Brian Kobilka is Hélène Irwin Fagain Chair of Cardiology and Professor of Molecular and Cellular Physiology at Stanford University. He received Bachelor of Science Degrees in Biology and Chemistry from the University of Minnesota, Duluth in 1977. He graduated from Yale University School of Medicine in 1981, and completed residency training in Internal Medicine at the Barnes Hospital, Washington University School of Medicine, St. Louis, Missouri in 1984. From 1984-1989 he was a postdoctoral fellow in the laboratory of Robert Lefkowitz at Duke University. In 1990 he joined the faculty of Medicine and Department of Molecular and Cellular Physiology at Stanford University. Research in the Kobilka lab focuses on the structure and mechanism of action of G protein coupled receptors.  He is a member of the National Academy of Sciences, the National Academy of Medicine, and the American Academy of Arts and Sciences. In 2012, Kobilka was awarded the Nobel Prize in Chemistry with Robert Lefkowitz for their work on GPCRs.

Session Overview

Structural insights into the complex biology of mu-opioid receptor agonists

The management of acute and chronic pain is one of the greatest challenges in modern medicine. While effective, many of the currently used opioid analgesics are highly addictive and their increased clinical use over the past 20 years is partially responsible for the opioid epidemic.
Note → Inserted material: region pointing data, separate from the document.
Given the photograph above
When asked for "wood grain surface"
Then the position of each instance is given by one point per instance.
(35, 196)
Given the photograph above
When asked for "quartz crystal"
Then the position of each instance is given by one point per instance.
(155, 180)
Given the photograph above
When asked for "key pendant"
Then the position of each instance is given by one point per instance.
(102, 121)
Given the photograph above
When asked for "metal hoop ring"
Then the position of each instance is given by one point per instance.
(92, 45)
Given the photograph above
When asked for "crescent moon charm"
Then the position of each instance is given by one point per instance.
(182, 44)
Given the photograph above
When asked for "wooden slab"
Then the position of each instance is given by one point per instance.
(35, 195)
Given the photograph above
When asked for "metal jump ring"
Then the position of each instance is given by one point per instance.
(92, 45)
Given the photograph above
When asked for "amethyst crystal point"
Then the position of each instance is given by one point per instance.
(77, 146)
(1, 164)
The properties of more recently discovered µ-opioid receptor (µOR) agonists suggest that it may be possible to separate analgesia from liabilities including addiction, tolerance and respiratory suppression. The µOR can signal through six G protein isoforms (Gi1,2,3, GoA,B, Gz), and though arrestin 2 and 3. We have observed that different µOR agonist differentially activate these signaling pathways. I will discuss what we have learned about the structural basis for G protein isoform and arrestin biased signaling by the µOR.